So even without saying anything about the prior, we can see that Bayesian model selection provides a potential antidote to overfitting. But just like before, we have the practical problem that computing Pr(M | D) is in general very hard. Usually evaluating Pr(D | M) involves calculating a really complicated many-dimensional integral, and calculating many-dimensional integrals can be very computationally expensive.

Might we be able to find some simple unbiased estimator of the posterior Pr(M | D)? It turns out that yes, we can. Take another look at the equation above.

Pr(M | D) = \frac{Pr(D | M)}{Pr(D)} Pr(M)

Since Pr(D) is a constant across models, we can ignore it when comparing models.

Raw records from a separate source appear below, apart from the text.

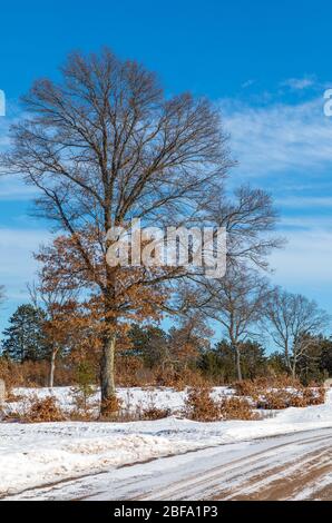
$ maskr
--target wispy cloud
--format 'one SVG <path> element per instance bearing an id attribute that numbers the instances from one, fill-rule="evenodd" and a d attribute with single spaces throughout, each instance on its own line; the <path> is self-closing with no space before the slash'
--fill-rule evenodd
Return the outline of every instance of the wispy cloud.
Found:
<path id="1" fill-rule="evenodd" d="M 282 87 L 289 87 L 290 89 L 293 90 L 304 90 L 307 89 L 309 87 L 314 86 L 315 79 L 314 77 L 303 77 L 303 78 L 287 78 L 283 82 L 281 82 Z"/>
<path id="2" fill-rule="evenodd" d="M 332 168 L 332 119 L 323 98 L 299 105 L 252 107 L 222 101 L 221 110 L 240 174 L 262 176 Z"/>

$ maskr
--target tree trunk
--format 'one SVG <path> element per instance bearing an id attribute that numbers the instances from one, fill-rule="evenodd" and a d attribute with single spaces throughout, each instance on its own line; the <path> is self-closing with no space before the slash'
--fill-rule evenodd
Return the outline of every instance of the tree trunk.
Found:
<path id="1" fill-rule="evenodd" d="M 101 416 L 107 416 L 115 412 L 116 388 L 115 388 L 115 348 L 116 335 L 109 334 L 104 338 L 101 368 L 100 368 L 100 388 L 101 388 Z"/>
<path id="2" fill-rule="evenodd" d="M 235 348 L 236 354 L 236 372 L 237 372 L 237 379 L 242 382 L 242 369 L 241 369 L 241 354 L 238 348 Z"/>
<path id="3" fill-rule="evenodd" d="M 50 373 L 49 373 L 49 388 L 53 388 L 55 385 L 55 372 L 56 372 L 56 358 L 57 358 L 57 349 L 52 349 L 51 359 L 50 359 Z"/>

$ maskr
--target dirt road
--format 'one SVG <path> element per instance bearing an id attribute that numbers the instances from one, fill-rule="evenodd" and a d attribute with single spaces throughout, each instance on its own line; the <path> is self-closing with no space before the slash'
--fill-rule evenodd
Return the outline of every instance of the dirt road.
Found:
<path id="1" fill-rule="evenodd" d="M 332 430 L 223 445 L 11 500 L 332 500 Z"/>

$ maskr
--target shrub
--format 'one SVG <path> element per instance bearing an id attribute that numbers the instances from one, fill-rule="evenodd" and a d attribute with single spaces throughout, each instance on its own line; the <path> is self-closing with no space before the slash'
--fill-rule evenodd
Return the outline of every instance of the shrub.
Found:
<path id="1" fill-rule="evenodd" d="M 185 414 L 197 422 L 214 422 L 221 417 L 217 402 L 211 397 L 208 387 L 193 387 L 185 399 Z"/>
<path id="2" fill-rule="evenodd" d="M 223 420 L 257 420 L 252 405 L 240 397 L 226 397 L 221 403 L 221 416 Z"/>
<path id="3" fill-rule="evenodd" d="M 170 415 L 169 408 L 148 407 L 143 411 L 141 420 L 162 420 Z"/>
<path id="4" fill-rule="evenodd" d="M 30 398 L 23 421 L 28 423 L 64 422 L 65 415 L 53 396 L 39 399 L 37 396 Z"/>

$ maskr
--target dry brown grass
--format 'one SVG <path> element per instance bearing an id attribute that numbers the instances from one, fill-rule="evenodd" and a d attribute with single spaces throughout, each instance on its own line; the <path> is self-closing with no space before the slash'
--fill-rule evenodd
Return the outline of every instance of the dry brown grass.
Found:
<path id="1" fill-rule="evenodd" d="M 222 401 L 216 401 L 212 397 L 212 388 L 208 387 L 194 387 L 188 391 L 185 401 L 185 415 L 197 422 L 257 420 L 252 405 L 246 399 L 225 397 Z"/>
<path id="2" fill-rule="evenodd" d="M 47 396 L 43 399 L 33 396 L 21 421 L 26 423 L 64 422 L 66 416 L 53 396 Z"/>

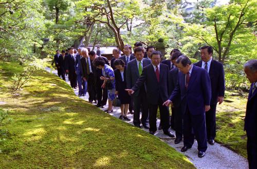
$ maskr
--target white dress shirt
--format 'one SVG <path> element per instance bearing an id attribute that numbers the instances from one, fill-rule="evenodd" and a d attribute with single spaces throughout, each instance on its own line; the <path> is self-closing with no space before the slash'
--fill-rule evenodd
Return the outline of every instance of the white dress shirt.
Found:
<path id="1" fill-rule="evenodd" d="M 194 65 L 193 64 L 191 64 L 192 65 L 192 67 L 190 69 L 190 70 L 189 70 L 189 77 L 191 77 L 191 73 L 192 73 L 192 70 L 193 70 L 193 67 L 194 66 Z M 187 83 L 187 74 L 185 74 L 185 85 L 186 85 L 186 84 Z"/>
<path id="2" fill-rule="evenodd" d="M 208 68 L 208 72 L 209 73 L 209 71 L 210 71 L 210 67 L 211 67 L 211 60 L 212 60 L 212 57 L 211 57 L 211 58 L 210 60 L 207 61 L 207 68 Z M 203 61 L 203 62 L 201 63 L 201 68 L 205 69 L 205 61 Z"/>
<path id="3" fill-rule="evenodd" d="M 155 71 L 156 71 L 156 66 L 154 66 L 154 65 L 152 64 L 153 65 L 153 66 L 154 67 L 154 72 L 155 72 Z M 158 69 L 159 69 L 159 72 L 160 72 L 160 64 L 159 64 L 159 65 L 157 65 L 157 67 L 158 67 Z"/>

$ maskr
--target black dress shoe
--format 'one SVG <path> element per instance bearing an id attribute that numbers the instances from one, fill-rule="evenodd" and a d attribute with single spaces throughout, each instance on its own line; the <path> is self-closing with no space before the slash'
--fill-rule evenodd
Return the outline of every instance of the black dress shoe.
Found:
<path id="1" fill-rule="evenodd" d="M 169 137 L 171 137 L 171 138 L 175 137 L 174 135 L 172 133 L 171 133 L 171 132 L 164 133 L 164 134 L 165 134 L 166 135 L 167 135 Z"/>
<path id="2" fill-rule="evenodd" d="M 198 157 L 199 157 L 200 158 L 202 158 L 202 157 L 204 157 L 204 156 L 205 155 L 205 152 L 201 152 L 200 151 L 198 152 Z"/>
<path id="3" fill-rule="evenodd" d="M 146 124 L 143 124 L 143 126 L 145 129 L 149 129 L 149 127 Z"/>
<path id="4" fill-rule="evenodd" d="M 191 147 L 189 147 L 188 146 L 184 146 L 181 149 L 181 152 L 186 152 L 188 149 L 191 149 Z"/>
<path id="5" fill-rule="evenodd" d="M 180 142 L 180 141 L 181 140 L 182 140 L 182 138 L 181 138 L 180 137 L 176 138 L 176 139 L 175 139 L 175 141 L 174 141 L 174 143 L 175 144 L 178 144 Z"/>
<path id="6" fill-rule="evenodd" d="M 135 125 L 135 126 L 136 126 L 136 127 L 137 127 L 137 128 L 139 128 L 141 129 L 141 126 L 140 126 L 140 124 L 139 124 L 139 125 L 135 125 L 135 124 L 134 124 L 134 125 Z"/>
<path id="7" fill-rule="evenodd" d="M 214 144 L 214 140 L 213 139 L 210 139 L 210 140 L 208 140 L 208 142 L 211 145 L 213 145 Z"/>

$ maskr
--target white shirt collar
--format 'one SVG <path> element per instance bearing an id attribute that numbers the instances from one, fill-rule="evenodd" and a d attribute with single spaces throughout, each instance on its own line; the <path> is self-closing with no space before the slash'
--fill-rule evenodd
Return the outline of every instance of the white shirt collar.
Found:
<path id="1" fill-rule="evenodd" d="M 210 60 L 209 60 L 209 61 L 207 61 L 208 66 L 211 65 L 211 62 L 212 60 L 212 57 L 211 57 L 211 58 L 210 59 Z M 203 63 L 201 64 L 201 65 L 202 66 L 204 65 L 205 66 L 205 63 L 206 63 L 205 61 L 203 61 Z"/>
<path id="2" fill-rule="evenodd" d="M 190 70 L 189 70 L 189 75 L 191 75 L 191 73 L 192 73 L 192 70 L 193 70 L 193 67 L 194 66 L 194 65 L 193 64 L 191 64 L 192 65 L 192 67 L 190 69 Z"/>
<path id="3" fill-rule="evenodd" d="M 155 71 L 156 70 L 156 66 L 154 66 L 153 64 L 152 64 L 152 65 L 154 67 L 154 71 Z M 159 65 L 157 65 L 157 67 L 158 67 L 158 69 L 159 69 L 159 71 L 160 71 L 160 64 L 159 64 Z"/>

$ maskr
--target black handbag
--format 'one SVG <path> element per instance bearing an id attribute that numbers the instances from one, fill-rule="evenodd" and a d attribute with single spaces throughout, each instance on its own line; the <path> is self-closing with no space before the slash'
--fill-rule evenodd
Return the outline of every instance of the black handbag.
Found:
<path id="1" fill-rule="evenodd" d="M 120 100 L 119 99 L 119 98 L 118 97 L 118 95 L 116 95 L 115 98 L 113 101 L 113 106 L 114 106 L 116 107 L 120 107 L 121 105 L 121 102 L 120 101 Z"/>

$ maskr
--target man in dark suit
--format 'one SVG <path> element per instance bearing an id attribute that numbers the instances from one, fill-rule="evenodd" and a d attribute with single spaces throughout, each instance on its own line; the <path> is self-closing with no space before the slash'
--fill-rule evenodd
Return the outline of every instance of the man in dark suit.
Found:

So for our purposes, we can attempt to maximize the equation:

Pr(D | M) Pr(M) = \sum_{f \in M} Pr(D | f, M) Pr(f | M) Pr(M)

If we assume that P(D | f) is twice differentiable in the model parameters and that Pr(f) behaves roughly linearly around the maximum likelihood function, we can approximate this as:

Pr(D | M) Pr(M) \approx \frac {Pr(D | f^*(D))} {\sqrt{N}}^k Pr(M)

f* is the maximum likelihood function within the model, and k is the the number of parameters of the model (e.g. k = 2 for a linear model and k = 3 for a quadratic model).

\We can make this a little neater by taking a logarithm and defining a new quantity: the Bayesian Information Criterion.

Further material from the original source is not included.